Türkiye’nin birçok “yatırım riski”ne maruz kalmayı sürdürdüğü öne sürüldü. ABD’li ekonomi ve finansman sitesi BusinessWeek’de yayınlanan bir analizde Türkiye’yi “en iyi performans gösteren yükselen piyasa” ilan ederken Türkiye’nin birçok “yatırım riski”ne maruz kalmayı sürdürdüğü belirtildi.

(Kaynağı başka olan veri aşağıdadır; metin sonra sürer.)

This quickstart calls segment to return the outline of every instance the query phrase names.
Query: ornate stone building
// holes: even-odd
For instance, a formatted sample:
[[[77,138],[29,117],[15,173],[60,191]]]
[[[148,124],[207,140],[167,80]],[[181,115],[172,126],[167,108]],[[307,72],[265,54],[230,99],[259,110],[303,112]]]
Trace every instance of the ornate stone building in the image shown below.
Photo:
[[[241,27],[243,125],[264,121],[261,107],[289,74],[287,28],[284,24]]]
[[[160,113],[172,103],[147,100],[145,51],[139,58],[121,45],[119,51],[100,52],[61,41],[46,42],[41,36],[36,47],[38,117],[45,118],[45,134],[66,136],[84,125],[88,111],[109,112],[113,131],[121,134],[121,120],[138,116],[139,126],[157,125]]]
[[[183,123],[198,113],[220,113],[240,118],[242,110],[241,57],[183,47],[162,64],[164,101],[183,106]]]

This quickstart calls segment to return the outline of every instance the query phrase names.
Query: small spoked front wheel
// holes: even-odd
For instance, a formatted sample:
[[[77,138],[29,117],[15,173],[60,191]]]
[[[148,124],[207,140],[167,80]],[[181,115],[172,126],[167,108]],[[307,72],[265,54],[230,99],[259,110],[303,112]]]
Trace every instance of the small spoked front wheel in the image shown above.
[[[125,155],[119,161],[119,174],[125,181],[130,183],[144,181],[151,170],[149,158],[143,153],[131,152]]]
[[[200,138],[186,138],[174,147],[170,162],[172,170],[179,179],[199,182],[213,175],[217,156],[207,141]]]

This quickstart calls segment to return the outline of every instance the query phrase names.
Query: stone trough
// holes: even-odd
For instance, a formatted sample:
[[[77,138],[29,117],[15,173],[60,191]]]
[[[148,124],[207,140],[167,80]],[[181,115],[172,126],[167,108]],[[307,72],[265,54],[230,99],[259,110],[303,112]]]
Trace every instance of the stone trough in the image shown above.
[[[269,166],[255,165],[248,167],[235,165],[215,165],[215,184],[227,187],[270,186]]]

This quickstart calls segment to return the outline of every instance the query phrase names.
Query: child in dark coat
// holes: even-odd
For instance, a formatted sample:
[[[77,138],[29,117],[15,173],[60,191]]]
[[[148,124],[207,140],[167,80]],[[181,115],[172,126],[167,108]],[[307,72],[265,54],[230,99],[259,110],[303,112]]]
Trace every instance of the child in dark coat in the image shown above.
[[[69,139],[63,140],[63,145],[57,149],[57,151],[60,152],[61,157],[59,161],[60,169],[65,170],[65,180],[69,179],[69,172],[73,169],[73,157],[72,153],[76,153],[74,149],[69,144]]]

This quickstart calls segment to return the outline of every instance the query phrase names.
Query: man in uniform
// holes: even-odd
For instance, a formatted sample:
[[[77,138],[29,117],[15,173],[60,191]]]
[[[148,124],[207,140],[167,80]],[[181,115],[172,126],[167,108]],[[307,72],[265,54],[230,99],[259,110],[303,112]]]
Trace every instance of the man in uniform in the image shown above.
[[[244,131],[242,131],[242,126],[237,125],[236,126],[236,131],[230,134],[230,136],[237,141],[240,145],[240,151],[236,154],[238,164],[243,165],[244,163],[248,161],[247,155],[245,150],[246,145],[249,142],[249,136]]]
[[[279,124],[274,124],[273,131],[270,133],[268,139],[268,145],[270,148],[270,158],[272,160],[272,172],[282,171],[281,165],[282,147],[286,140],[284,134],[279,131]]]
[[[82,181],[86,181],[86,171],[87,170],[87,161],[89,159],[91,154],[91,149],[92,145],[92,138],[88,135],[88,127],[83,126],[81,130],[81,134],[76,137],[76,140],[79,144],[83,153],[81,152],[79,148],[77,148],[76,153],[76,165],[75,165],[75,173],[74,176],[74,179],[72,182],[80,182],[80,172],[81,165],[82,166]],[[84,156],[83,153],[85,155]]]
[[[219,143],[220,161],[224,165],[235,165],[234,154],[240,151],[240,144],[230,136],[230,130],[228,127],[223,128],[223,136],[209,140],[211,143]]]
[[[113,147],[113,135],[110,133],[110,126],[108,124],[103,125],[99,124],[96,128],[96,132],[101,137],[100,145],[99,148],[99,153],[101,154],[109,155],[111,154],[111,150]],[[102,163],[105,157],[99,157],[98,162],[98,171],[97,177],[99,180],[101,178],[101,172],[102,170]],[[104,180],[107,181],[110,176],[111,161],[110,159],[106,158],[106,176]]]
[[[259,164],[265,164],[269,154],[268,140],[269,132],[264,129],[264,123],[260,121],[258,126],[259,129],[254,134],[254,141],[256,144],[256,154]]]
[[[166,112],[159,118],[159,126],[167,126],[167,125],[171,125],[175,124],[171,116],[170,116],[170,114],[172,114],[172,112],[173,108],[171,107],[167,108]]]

Türkiye’nin birçok “yatırım riski”ne maruz kalmayı sürdürdüğü öne sürüldü. ABD’li ekonomi ve finansman sitesi BusinessWeek’de yayınlanan bir analizde Türkiye’yi “en iyi performans gösteren yükselen piyasa” ilan ederken Türkiye’nin birçok “yatırım riski”ne maruz kalmayı sürdürdüğü belirtildi.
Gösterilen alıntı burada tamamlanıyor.